Turkcell Süper Lig adına oldukça önemli bir haftaydı 19. hafta. Zirvedeki iki Anadolu takımı, en yakın takipçileri Galatasaray'la olan puan farkını 4'e çıkarırken, düşme hattında dipteki dörtlünün bir üstündeki Antalyaspor'la olan puan farkı da 4'ü buldu. Yani düşenlerle zirvedekilerin biraz daha netleştiği bir hafta oldu 19. hafta. Tabii ki bunda uzun süredir olmadığı kadar etkili ve yanlış hakem kararlarının da payı vardı. Ne olursa olsun, sezonun bitiminde birçok takımın ligdeki yerlerinde büyük etkisi olacak bu hafta oynanan maçların, ve tabi ki hakemlerin...
Haftayı anlatmaya hakem hatalarıyla başlamak lazım. Cumartesi akşamı Galatasaray-Kayserispor maçını staddan izledim. Zaten Lincoln'ün kırmızı kartı ile ilgili yeterince konuşuldu. Kırmızı kart hatalı. Bunun dışında televizyondan izleyenlerin görmemiş olabileceği birkaç detaya dikkat çekmek istiyorum. Maçın son dakikasında, maç 1-1 devam ederken, Galatasaray ceza sahasında top Emre Aşık'ın eline çarptı, Kayserisporlu oyuncular doğal olarak penaltı bekledi. Yardımcı hakem bayrağını tam kaldırmak üzereydi ki, artık onu ne engellediyse kaldırmak üzere olduğu bayrağı yarı yolda indirdi. Tahmin ediyorum, televizyondan izleyenler bunu görmemişlerdir. Özellikle bu hareket, hakemlerimizin taraflı değil, sadece çok kötü olduğunu gösteriyor. Selçuk Dereli'nin 70. dakikalarda adeta Cangele'yle inatlaşırcasına hiçbir düşmesine faul çalmamasını ve birkaç dakika sonra da onu sarı kartla cezalandırması örnek gösterilebilir. Cangele'ye yapılan birkaç hareket çok net faul olmasına rağmen, Dereli bunları adeta inada bindirerek çalmadı.

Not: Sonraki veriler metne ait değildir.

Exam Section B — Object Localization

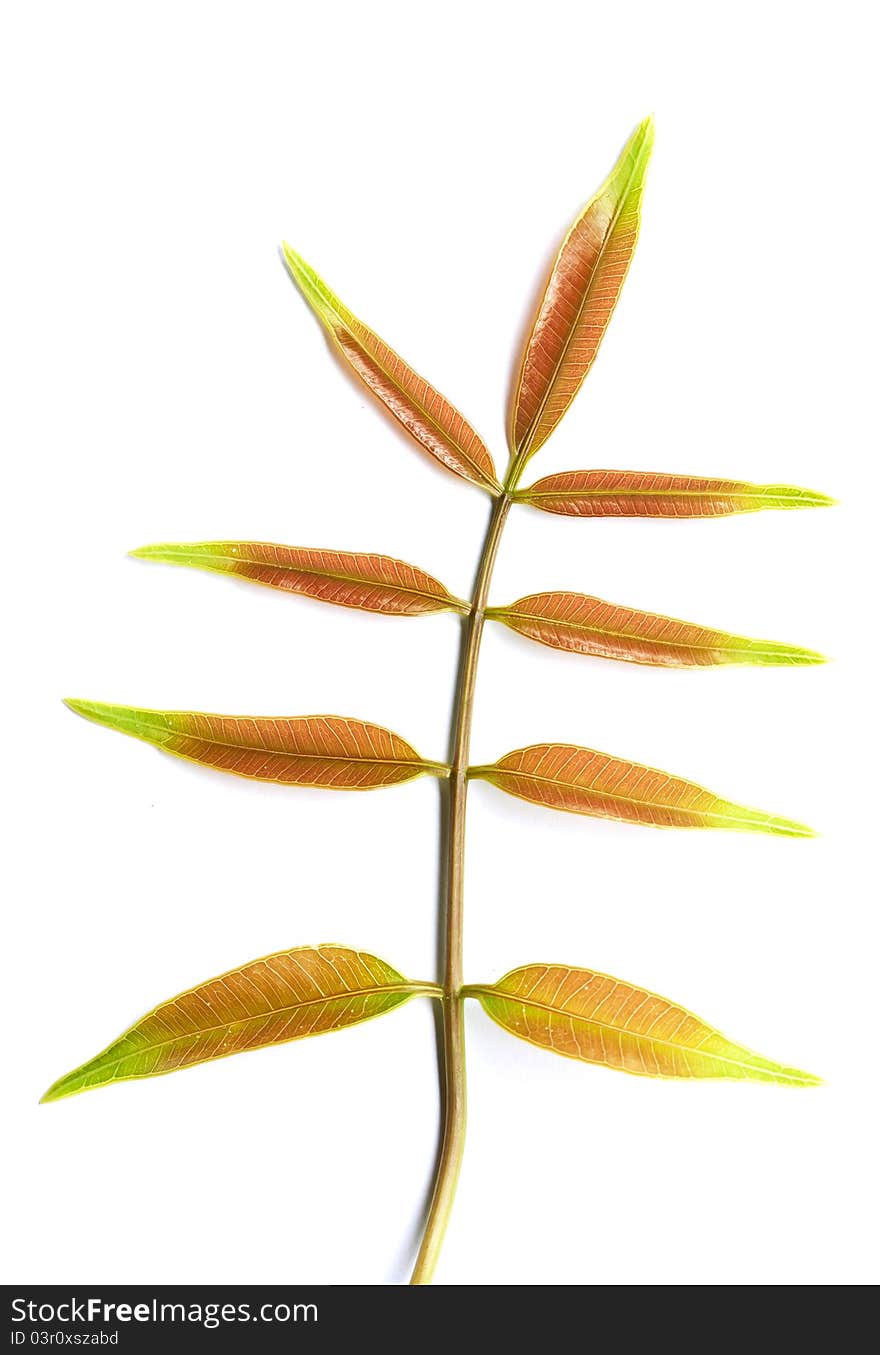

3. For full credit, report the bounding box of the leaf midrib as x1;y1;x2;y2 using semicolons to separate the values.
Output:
160;556;464;611
332;319;500;489
468;985;799;1081
492;603;799;654
517;136;644;455
72;982;424;1072
119;717;431;767
521;485;792;500
472;764;753;824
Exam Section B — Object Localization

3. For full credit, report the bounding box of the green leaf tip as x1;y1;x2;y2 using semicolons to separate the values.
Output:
64;696;171;743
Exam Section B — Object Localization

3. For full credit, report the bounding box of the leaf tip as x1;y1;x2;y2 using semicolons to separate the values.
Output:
61;696;99;720
767;818;822;837
39;1075;71;1106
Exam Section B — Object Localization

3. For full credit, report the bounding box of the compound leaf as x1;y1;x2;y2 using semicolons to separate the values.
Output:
464;965;820;1087
42;946;437;1102
468;744;815;837
514;470;834;518
485;592;824;668
511;118;654;458
283;244;500;493
132;541;468;617
65;701;447;790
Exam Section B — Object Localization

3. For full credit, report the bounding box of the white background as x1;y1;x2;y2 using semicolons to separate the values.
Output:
0;0;879;1285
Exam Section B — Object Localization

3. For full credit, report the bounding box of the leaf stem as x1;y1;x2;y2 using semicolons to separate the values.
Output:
409;485;519;1285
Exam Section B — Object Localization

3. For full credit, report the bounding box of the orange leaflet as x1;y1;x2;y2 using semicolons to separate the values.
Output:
485;592;824;668
468;744;815;837
66;701;449;790
511;118;654;459
514;470;834;518
132;541;468;617
464;965;820;1087
283;244;500;493
42;946;438;1102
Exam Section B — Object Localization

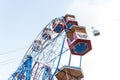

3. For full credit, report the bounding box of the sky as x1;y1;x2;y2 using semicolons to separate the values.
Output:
0;0;120;80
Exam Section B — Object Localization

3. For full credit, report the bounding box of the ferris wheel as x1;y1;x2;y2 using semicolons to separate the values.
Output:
8;14;92;80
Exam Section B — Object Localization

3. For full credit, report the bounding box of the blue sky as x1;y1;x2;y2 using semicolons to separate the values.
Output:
0;0;120;80
0;0;71;80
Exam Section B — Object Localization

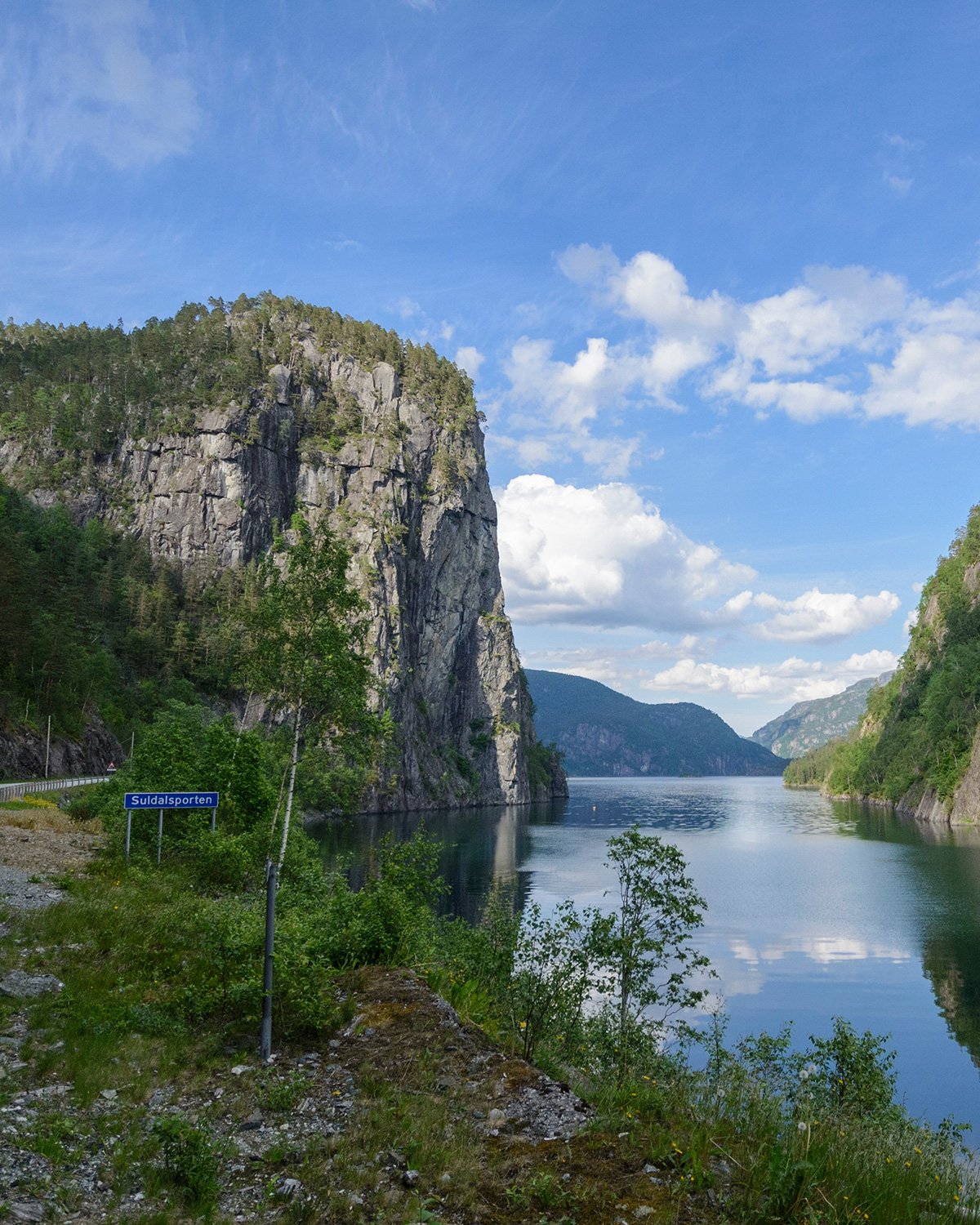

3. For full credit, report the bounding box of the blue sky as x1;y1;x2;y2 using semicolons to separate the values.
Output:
0;0;980;733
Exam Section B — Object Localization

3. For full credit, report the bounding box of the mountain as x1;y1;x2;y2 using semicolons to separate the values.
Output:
749;673;892;757
0;294;563;810
786;506;980;825
526;669;786;777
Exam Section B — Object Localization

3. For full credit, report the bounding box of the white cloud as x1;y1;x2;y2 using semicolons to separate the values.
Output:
455;345;487;379
864;333;980;428
0;0;201;172
641;651;898;703
754;587;902;642
497;475;755;632
507;241;980;455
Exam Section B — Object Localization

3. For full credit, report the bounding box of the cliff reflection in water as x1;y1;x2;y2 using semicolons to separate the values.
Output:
835;801;980;1067
309;803;565;923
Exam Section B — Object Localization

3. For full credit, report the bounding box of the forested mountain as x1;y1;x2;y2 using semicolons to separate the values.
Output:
526;669;786;777
786;506;980;822
749;673;892;759
0;294;561;808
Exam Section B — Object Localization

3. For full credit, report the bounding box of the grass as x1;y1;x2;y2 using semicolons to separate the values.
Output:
0;833;978;1225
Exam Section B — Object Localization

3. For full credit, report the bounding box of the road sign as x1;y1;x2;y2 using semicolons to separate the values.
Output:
125;791;218;808
124;791;218;864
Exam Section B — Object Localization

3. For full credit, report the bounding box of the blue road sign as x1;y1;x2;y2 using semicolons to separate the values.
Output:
125;791;218;808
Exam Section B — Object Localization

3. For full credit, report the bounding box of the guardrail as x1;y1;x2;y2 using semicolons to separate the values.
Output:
0;774;112;803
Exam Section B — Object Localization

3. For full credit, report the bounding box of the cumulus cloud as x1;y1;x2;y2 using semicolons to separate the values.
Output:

Kayserispor'a gelince, takımın gol yollarında sıkıntı yaşadığı gün gibi aşikardı. 10 kişi kalan Galatasaray'a karşı bile tek bir net pozisyon bulamadılar. Maçın 60 dakikasını Galatasaray'ın yarı sahasında oynasalar da, gol yollarında etkili olmakta oldukça zorlanıyorlar. Bu seneyi bulundukları yerin üstünde tamamlamaları açıkçası büyük bir sürpiz olur.
Büyükşehir Belediye-Fenerbahçe maçında da aynı senaryo yaşandı. Maçta atılan 2 gol de ofsaytten atıldı. Maçı izlemediğim için hakkında konuşmam yanlış olur, fakat bu maçın skoruna da hakem direkt etki ederek, düşme hattına ve şampiyonluk yarışının rengini değiştirdi.
Sivasspor, Kocaeli'ye karşı beklendiği gibi zorlanmadan kazandı. Kamanan attığı golde doğru zamanda doğru yerdeydi. Kaliteli bir transfer olduğunu çoktan belli etmişti. Takıma bu katkısı devam ederse, Mehmet Yıldız'a olan bağlılığın biraz azalacağını düşünüyorum.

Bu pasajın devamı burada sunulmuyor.